Microscan, a global technology leader in barcode, machine vision, and lighting solutions, announces the latest innovation from its award-winning AutoVISION® machine vision suite: IntelliText OCR. With advanced optical character recognition (OCR) functionality, AutoVISION’s IntelliText OCR tool is capable of converting human-readable characters into machine-readable characters with the most aggressive algorithms available. Allowing user control of customizable parameters, IntelliText OCR can be quickly adjusted to recognize characters regardless of marking or printing method, including low contrast text on poor backgrounds.
Optical character recognition is a process by which software converts human-readable text into characters that can be stored, interpreted, and segmented by machines. Optical character recognition technology has been used extensively in commercial applications since the 1970s, and today plays a role in the automation of tasks from document processing to consumer goods packaging (batch codes, lot codes, expiration dates) to clinical applications. OCR is accomplished when an image captured by a camera is interpreted by OCR software, such as a machine vision system, which has additional capabilities such as barcode reading and product inspection.
With the release of Microscan’s latest user-friendly machine vision software, AutoVISION 3.0, Microscan has introduced the IntelliText OCR tool with advanced OCR functionality for reading the most difficult characters on parts and products in automated identification, tracking, and inspection applications. IntelliText OCR is capable of reading text printed by various methods, including inkjet, Drop on Demand (DOD), direct part marking, and more. The tool’s multi-neural network allows it to train on character variations and store these in a font library for increased OCR speed as the library grows. Advanced character segmentation in IntelliText OCR allows the software to easily parse characters regardless of uniformity of each character or the precision of the print region (useful when print consistency, label placement, or text location is subject to variation). To aid segmentation in difficult reading environments, IntelliText OCR offers image pre-processing, enabling the software to run filters on an image taken by a machine vision camera to produce the cleanest image possible for OCR.
Unique to IntelliText OCR is the software’s image binarization process, which converts the grayscale image taken by the camera to a binary image. The binary image allows the user to see the image features that the software is able to recognize as characters and gives users the ability to set tolerances that determine how much of the image is in view.
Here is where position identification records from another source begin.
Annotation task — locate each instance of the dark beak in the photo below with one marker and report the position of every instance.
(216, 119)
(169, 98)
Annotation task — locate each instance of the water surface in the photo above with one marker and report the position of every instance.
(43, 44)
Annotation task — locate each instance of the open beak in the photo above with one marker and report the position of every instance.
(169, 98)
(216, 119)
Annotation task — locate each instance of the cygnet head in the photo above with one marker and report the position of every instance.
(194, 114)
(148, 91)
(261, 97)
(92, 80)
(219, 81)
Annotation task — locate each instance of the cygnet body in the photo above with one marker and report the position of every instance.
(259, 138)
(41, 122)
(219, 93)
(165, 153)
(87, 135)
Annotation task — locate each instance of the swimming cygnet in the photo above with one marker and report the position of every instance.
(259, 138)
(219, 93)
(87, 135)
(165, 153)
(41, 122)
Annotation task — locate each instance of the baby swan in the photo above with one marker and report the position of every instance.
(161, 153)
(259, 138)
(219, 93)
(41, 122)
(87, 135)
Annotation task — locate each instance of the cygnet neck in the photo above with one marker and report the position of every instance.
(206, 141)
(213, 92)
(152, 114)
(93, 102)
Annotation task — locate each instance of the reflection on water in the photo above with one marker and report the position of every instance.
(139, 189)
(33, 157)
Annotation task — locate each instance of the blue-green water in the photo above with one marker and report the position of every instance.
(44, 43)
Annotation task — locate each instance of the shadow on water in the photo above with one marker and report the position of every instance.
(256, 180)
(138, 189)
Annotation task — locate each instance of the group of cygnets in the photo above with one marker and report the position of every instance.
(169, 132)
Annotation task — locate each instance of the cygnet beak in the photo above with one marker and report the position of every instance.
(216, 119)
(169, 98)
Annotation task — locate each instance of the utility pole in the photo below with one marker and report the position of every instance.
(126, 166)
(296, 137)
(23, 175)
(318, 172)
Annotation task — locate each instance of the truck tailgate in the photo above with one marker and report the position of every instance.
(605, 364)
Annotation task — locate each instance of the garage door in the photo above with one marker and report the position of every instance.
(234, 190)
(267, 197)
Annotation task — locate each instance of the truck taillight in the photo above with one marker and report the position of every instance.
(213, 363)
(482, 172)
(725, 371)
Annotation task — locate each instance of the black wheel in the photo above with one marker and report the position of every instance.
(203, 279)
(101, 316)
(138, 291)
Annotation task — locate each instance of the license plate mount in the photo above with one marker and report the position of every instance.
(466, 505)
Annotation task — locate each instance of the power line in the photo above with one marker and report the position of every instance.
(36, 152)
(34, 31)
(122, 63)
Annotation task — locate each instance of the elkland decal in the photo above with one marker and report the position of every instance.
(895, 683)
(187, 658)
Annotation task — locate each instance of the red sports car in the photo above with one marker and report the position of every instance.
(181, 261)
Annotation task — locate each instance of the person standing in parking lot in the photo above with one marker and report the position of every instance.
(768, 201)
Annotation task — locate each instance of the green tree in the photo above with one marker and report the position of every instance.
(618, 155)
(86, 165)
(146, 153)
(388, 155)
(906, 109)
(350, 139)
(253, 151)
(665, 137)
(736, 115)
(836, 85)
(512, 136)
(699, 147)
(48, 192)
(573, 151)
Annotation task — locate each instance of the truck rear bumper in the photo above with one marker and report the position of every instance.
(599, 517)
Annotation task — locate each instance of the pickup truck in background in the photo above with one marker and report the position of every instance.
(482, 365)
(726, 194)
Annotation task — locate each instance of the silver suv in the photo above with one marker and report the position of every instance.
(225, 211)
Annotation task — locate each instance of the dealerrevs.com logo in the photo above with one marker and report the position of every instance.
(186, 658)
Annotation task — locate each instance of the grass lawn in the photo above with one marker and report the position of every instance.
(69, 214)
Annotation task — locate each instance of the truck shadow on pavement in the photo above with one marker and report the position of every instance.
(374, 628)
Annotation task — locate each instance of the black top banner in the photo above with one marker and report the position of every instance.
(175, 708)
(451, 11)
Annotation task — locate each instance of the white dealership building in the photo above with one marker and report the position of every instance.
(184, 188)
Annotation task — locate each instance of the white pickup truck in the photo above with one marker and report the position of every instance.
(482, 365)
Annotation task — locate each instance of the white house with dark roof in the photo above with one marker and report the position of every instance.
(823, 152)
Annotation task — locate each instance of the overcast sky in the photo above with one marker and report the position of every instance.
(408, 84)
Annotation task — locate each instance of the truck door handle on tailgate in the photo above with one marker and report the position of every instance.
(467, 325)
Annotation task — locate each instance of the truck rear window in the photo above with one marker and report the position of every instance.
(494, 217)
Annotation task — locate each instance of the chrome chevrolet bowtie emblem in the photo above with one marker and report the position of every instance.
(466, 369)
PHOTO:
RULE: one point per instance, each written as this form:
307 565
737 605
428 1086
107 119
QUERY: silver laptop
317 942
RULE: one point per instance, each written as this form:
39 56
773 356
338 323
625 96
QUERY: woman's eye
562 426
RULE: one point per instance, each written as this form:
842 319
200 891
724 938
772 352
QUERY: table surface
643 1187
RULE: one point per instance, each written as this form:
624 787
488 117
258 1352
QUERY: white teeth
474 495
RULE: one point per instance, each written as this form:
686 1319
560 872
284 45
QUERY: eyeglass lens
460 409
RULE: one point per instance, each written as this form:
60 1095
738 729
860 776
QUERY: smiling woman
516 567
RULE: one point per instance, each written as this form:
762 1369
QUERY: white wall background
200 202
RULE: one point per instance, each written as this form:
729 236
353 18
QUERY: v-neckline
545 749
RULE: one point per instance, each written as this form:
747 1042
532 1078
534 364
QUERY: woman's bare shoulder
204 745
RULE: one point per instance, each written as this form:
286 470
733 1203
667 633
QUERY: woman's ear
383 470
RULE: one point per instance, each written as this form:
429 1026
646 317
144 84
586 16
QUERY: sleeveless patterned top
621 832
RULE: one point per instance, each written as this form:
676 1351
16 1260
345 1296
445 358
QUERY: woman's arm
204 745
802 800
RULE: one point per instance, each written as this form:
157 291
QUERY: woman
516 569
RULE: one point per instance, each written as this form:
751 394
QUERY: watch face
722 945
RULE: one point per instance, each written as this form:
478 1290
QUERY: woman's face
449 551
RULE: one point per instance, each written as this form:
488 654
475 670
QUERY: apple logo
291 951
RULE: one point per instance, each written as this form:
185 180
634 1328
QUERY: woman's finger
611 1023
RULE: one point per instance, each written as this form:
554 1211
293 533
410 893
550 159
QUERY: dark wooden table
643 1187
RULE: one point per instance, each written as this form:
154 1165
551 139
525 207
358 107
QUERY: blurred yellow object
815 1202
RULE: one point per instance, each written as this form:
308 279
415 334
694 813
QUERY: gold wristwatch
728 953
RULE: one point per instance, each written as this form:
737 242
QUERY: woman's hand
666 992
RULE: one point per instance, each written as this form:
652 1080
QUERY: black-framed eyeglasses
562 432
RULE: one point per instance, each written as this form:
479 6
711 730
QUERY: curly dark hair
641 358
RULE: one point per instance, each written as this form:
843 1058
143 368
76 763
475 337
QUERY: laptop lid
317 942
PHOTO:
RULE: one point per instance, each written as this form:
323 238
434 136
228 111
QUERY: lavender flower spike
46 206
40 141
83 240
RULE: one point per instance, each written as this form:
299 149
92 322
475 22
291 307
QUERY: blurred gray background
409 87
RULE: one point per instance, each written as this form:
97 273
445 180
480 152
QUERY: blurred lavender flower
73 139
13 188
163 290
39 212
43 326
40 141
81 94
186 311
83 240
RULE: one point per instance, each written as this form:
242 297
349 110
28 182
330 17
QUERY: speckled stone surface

This allows the most difficult text to be adjusted for and read with ease. With adjustments to image binarization, users have the power to tailor the software to anticipate and enhance dark text on dark backgrounds, light text on light backgrounds, text on damaged surfaces, or even text printed on challenging surfaces such as transparent packaging. The tool can even interpret rotated text in cases where product codes are printed or labeled at variable angles.
IntelliText OCR supports advanced string matching, which is the process of comparing an interpreted string of text to match an expected string. This includes using regular expressions (TRE) as a match string. A regular expression is a standardized way of defining variable text, for instance when checking the proper formatting of a date code. The regular expression match string can be set to check a range of acceptable numerals for an expiration date, including limits for year numerals and limits for the initial character in a month or date numeral (for instance, a month numeral beginning with 0 or 1).
The AutoVISION machine vision family continues to be the industry’s most flexible machine vision solution, allowing users to build a single, scalable vision system from a range of tools. Now with IntelliText OCR, AutoVISION also offers the industry’s leading character recognition technology.